– Здрав-желаю-ваш-благородь! – выпалил он, вскакивая и беря под козырёк.

– Кто таков? Почему прохлаждаешься?

– Рядовой Тимирязев. Прибыл по распределению. Утром. Сижу. Жду. Вот. Назначения ожидаю.

Новенький… Тем интереснее.

– Скажи, Тимирязев, сам давно уже служишь?

– Как есть, почти год.

– Молодцом. А скажи… А Родину любишь?

– Люблю ваш-благородь! – с таким жаром, словно вот-вот полыхнёт.

– А за что её любишь?

Этот коварный вопрос Кисельков хранил для особых случаев, за которыми ничего хорошего обычно не следовало. Зачем сейчас спросил – ещё сам не понял. И тем не менее.

Боец замялся, почесал подбородок, но через некоторое время всё же нашёлся:

– Так это, люблю. За жизнь в ней, в родной. А жизнь… как сказать… она же из мелочей. Каждый кусочек – так, ерунда. А когда вместе… когда одно к одному… Вот всю ночь соловьи заливались, утром восход из полей, из тумана, макароны на завтрак – с подливой, с компотом. Теперь вас увидел, хорошего человека. Всё туда же, всё к общему. Друг за дружку цепляется, и вот оно – складывается.
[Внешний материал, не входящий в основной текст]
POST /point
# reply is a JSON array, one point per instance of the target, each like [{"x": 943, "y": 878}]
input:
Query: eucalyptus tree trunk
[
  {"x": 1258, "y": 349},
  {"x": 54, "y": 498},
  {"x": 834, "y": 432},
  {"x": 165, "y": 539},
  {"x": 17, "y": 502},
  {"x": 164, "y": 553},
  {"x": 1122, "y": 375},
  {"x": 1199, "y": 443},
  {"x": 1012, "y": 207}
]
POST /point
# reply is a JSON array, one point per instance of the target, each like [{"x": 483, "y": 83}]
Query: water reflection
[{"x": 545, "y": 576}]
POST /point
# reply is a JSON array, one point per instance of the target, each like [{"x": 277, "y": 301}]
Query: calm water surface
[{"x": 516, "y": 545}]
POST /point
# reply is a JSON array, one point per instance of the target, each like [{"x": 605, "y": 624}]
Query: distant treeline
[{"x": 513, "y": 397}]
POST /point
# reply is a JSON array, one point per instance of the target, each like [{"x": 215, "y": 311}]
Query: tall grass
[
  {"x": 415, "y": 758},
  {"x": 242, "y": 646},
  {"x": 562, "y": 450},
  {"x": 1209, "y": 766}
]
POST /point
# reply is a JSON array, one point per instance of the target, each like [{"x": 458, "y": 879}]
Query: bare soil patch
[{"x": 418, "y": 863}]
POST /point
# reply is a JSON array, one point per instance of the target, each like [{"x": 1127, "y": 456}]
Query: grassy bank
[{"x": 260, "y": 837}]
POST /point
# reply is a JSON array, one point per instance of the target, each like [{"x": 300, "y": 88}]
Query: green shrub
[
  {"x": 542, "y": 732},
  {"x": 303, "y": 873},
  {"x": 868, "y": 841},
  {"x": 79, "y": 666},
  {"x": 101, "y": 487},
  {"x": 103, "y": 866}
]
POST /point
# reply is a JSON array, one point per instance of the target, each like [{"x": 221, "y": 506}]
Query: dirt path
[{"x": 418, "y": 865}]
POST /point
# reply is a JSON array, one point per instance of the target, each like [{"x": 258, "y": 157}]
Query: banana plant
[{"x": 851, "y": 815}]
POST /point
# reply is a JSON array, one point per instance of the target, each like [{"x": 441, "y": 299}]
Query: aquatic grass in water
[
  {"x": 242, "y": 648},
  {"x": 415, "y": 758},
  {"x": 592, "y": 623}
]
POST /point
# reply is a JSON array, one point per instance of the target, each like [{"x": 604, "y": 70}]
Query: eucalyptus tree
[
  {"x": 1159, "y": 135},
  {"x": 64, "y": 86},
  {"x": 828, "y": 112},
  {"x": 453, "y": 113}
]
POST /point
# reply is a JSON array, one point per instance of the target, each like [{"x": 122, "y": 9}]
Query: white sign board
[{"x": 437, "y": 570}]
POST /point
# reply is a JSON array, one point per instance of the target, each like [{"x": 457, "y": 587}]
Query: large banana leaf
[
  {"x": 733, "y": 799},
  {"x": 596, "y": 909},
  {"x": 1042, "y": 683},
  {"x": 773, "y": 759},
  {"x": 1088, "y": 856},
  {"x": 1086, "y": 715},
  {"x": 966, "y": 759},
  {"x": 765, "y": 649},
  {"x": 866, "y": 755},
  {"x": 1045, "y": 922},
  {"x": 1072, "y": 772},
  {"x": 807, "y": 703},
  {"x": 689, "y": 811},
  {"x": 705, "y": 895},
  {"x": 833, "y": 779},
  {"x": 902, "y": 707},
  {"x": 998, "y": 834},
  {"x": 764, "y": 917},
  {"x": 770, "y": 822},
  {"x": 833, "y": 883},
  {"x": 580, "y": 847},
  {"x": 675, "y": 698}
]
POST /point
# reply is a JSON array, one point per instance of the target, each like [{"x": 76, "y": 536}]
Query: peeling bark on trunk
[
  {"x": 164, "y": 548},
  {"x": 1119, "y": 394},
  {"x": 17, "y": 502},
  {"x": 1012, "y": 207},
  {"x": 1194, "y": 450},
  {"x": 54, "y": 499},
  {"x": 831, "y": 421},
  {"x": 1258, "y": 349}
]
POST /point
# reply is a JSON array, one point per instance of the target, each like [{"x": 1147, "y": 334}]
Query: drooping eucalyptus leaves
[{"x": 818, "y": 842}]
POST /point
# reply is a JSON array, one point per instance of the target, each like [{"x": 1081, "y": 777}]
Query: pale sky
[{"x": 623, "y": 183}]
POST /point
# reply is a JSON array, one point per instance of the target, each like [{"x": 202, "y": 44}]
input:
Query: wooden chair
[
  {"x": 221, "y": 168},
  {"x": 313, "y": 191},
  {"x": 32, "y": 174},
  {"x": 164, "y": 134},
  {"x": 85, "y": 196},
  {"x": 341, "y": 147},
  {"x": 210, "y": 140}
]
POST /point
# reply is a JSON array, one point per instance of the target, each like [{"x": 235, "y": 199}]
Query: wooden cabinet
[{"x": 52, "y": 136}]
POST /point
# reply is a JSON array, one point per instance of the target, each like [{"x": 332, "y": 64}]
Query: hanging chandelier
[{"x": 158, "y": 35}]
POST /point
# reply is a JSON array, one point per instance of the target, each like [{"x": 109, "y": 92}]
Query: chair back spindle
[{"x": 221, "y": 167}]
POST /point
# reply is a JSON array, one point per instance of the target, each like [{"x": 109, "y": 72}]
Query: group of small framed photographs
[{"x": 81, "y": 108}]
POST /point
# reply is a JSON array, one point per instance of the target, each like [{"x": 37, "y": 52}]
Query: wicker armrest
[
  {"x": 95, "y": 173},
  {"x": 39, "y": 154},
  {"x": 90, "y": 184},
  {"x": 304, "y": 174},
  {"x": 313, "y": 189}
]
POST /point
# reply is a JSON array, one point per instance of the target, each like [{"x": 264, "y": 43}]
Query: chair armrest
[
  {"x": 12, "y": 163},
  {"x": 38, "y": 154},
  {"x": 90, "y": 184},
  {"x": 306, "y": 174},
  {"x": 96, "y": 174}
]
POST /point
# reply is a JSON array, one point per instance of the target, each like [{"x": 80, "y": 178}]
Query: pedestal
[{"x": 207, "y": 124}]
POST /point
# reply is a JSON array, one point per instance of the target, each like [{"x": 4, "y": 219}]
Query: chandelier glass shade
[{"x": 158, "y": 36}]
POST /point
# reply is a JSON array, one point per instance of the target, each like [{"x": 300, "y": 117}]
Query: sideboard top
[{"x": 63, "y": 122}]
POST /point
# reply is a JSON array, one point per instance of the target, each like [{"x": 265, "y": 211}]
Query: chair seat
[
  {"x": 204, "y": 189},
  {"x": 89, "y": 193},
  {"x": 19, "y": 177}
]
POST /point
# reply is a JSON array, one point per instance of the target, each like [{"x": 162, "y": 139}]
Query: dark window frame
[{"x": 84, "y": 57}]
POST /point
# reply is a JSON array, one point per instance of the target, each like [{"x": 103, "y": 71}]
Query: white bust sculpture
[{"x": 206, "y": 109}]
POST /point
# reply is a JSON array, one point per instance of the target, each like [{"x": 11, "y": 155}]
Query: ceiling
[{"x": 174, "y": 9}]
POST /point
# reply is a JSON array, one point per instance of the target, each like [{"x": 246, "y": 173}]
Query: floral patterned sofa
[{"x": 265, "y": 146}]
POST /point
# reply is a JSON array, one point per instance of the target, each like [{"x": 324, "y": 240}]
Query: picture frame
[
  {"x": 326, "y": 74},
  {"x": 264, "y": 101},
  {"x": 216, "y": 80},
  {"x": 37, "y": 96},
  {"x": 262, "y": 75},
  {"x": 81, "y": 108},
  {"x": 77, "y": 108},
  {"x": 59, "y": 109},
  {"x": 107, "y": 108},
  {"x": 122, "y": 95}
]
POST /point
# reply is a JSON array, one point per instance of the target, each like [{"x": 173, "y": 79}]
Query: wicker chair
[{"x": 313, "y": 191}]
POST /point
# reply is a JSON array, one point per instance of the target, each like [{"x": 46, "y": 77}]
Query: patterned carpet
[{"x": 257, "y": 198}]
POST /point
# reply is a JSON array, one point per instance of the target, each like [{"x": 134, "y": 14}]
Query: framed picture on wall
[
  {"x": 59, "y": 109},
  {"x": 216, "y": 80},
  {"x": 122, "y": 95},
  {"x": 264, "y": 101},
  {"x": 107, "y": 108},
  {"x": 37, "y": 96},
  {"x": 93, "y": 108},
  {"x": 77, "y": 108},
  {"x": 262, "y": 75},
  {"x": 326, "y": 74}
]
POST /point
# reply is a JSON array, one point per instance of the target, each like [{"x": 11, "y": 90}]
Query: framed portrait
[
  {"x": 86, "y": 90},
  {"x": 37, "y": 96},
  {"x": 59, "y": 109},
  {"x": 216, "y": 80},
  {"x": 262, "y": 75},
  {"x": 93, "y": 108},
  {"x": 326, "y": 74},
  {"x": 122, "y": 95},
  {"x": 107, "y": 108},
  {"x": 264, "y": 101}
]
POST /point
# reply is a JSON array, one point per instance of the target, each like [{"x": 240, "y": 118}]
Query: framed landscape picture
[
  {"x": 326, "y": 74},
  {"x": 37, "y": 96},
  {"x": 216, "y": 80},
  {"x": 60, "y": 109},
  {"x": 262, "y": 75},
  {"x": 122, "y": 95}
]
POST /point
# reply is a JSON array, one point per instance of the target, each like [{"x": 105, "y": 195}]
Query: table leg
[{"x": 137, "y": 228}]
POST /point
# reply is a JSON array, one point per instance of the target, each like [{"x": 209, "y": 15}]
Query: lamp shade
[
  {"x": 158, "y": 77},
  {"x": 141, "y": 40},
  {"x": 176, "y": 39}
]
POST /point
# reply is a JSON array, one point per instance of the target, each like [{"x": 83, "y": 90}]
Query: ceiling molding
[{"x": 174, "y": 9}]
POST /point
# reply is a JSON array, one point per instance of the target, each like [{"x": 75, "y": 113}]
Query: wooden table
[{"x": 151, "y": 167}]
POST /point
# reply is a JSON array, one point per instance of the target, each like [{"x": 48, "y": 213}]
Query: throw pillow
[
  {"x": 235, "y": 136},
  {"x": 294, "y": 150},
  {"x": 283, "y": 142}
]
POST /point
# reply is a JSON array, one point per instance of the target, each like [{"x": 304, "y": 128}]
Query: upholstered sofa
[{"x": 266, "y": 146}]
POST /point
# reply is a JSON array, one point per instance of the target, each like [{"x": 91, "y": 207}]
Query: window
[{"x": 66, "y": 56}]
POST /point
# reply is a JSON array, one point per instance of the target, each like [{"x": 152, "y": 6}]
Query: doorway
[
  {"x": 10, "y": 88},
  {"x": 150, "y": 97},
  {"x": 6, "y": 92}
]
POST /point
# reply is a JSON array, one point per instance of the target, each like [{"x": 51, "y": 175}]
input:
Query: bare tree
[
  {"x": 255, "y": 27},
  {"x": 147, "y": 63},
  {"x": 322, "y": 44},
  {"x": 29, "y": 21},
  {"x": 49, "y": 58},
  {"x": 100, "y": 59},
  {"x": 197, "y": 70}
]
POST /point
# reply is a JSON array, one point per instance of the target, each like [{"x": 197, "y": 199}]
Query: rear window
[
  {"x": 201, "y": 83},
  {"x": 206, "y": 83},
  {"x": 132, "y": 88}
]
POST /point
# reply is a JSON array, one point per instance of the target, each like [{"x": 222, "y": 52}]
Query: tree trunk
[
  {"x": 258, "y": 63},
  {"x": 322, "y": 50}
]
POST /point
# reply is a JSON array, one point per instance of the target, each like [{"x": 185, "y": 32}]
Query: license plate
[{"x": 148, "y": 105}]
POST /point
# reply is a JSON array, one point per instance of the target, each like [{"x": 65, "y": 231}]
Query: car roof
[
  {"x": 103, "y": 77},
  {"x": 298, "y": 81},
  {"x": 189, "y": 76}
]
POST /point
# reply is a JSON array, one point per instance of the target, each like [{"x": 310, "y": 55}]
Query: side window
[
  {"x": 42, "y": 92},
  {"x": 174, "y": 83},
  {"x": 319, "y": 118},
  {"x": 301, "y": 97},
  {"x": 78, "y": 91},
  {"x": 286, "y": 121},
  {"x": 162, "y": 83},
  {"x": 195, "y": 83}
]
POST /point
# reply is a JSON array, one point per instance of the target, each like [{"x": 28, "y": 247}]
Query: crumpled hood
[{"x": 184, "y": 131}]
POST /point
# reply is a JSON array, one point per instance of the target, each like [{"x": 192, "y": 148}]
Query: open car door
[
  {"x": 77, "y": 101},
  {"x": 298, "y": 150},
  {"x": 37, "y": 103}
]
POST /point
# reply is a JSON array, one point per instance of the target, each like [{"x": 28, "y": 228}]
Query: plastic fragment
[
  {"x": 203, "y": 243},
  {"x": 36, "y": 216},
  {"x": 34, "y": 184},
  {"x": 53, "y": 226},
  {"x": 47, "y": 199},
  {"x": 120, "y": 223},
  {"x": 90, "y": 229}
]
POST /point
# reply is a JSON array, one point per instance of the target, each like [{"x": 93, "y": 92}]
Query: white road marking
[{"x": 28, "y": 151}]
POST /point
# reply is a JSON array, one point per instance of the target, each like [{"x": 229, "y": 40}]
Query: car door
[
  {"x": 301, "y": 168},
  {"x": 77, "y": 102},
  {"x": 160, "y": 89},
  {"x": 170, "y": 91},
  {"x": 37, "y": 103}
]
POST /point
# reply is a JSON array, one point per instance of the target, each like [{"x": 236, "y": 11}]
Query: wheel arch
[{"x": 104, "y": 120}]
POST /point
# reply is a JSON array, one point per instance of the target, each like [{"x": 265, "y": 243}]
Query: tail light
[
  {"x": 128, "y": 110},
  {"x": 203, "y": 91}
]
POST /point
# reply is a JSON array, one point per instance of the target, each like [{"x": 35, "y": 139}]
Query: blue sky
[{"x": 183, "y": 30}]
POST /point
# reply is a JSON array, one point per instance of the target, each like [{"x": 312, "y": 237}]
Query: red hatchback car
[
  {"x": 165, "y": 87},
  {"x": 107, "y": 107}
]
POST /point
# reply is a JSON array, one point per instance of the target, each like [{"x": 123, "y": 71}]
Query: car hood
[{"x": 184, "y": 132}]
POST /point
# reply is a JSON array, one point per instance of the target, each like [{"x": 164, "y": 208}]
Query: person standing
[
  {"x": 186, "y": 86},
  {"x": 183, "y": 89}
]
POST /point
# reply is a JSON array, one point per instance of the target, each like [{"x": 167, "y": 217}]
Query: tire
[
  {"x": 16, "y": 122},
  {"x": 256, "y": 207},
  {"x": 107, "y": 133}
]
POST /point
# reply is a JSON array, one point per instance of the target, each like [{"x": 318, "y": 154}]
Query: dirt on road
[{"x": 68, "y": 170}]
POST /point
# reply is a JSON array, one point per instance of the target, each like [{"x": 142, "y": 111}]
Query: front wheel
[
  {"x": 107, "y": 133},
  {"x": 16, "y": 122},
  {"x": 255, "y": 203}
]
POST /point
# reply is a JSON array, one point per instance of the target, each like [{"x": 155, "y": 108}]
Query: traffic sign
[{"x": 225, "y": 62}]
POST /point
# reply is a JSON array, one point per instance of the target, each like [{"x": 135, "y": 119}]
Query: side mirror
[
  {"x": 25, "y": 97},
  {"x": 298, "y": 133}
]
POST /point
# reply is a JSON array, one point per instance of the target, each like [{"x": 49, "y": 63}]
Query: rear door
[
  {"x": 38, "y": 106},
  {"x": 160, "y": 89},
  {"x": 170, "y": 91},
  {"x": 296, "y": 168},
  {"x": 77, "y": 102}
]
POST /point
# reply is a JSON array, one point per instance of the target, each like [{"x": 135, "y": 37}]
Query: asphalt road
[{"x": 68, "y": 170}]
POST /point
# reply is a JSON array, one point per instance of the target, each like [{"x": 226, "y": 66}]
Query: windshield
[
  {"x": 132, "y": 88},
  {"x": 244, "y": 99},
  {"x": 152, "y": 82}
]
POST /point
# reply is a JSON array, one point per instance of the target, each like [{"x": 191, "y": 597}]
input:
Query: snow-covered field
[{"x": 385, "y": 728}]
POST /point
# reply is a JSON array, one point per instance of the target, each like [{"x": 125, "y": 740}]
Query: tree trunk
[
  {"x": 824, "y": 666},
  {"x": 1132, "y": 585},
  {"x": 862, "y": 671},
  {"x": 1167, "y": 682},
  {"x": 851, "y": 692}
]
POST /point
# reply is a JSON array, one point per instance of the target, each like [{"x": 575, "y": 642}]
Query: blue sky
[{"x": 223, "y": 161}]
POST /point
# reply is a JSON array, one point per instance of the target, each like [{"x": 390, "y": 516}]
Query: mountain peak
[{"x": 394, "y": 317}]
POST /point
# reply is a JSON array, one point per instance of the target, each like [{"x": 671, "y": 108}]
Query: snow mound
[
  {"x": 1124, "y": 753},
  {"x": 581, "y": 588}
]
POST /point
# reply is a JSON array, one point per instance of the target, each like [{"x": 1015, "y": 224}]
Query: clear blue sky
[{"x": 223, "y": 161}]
– И ты за это, за соловьёв в макаронах, хочешь тут умереть?

Испугавшись, что наговорил лишнего, солдат как-то поджался, поник. Румянец слетел с потемневшей физиономии, и взгляд, взгляд в поисках выхода сначала забегал, задёргался, но затем медленно стух, задохнувшись в своей безысходности.

– Отвечай!!! – неожиданно для самого себя взревел политрук.

– Я, наверно, слишком мало живу, ваш-благородь, – шмыгнул носом парнишка. – Людей мало видел. Не столько, как вы. Но чтобы умереть хотели… пока не, не встречал.

* * *

– Так встретишь!

В избу Кисельков влетел изрядно на взводе. Словно с разгона. Скинув шинель, утёр вспотевшую шею и, будто не зная как остановиться, задёргался между углами. Обычно ходьба успокаивала, давала иллюзию продвижения к цели, но сейчас всё было серьёзнее.

– Морды сытые! Оборзевшие! Шелупонь тыловая! – хрипел политрук, брызжа слюной. – Подлива ему милей Родины. Это ж что? кто лучше кормит, тому и прислуживать? Умирать он не хочет… Не хочет – заставим!

В очередной раз крутанувшись на каблуках, Кисельков на мгновение замер и, бросившись к мусорному ящику, выдрал из глубины полинялый философский трактат. Фамилии не было – просто ещё одни бредни на почве пожизненной праздности. Но вот незадача, они и слова солдата… И что с этим делать?

Переучивать? Поздно. Да и времени нет. Расстрелять для острастки? Всех? И что будет дальше? А если так воевать… С безыдейным отребьем? Не задачка – задачище. Вот почему не работало его красноречие, вот почему в строю самострелы и общий разброд. Хотя… ишак идёт за морковкой, и его моральный облик никого не волнует. Лишь бы тележку допёр. Лишь бы не сдох.

Последняя мысль слегка отрезвила, и политрук перестал давиться бессилием. Просто он слишком глобально ставил задачу, в то время как переделывать мир было вовсе не обязательно. Всё равно все полягут. От ран, от болезней… Не сегодня, так через месяц. Нехай за морковку, если им так угодно. Лишь бы тележку допёрли. Да, лишь бы допёрли. А макароны вам будут. И компот. И ещё что-нибудь.

А зажрутся? А если обленятся?.. Но эти думы Кисельков предпочёл задвинуть подальше как совсем невозможные.


Трухлявая, пожелтевшая – ещё ничего, но вот мелованная – совсем ни в какую – бумага категорически не желала гореть. Слипшиеся страницы едва занимались вдоль по обрезам и корешкам, а дальше принимались меланхолично чадить. Те же, что осыпались золой, стремились образовывать плотный чернильный покров: закупоривали решётку, перекрывали приток кислорода.

Пододвинув очередную кипу приговорённой литературы, Кисельков взялся за кочергу. Остервенелые шуршащие движения. Взад-вперёд, взад-вперёд… Та же листва, только упрямее. Тот же уголь, только полегче. Те же кости, только без слёз.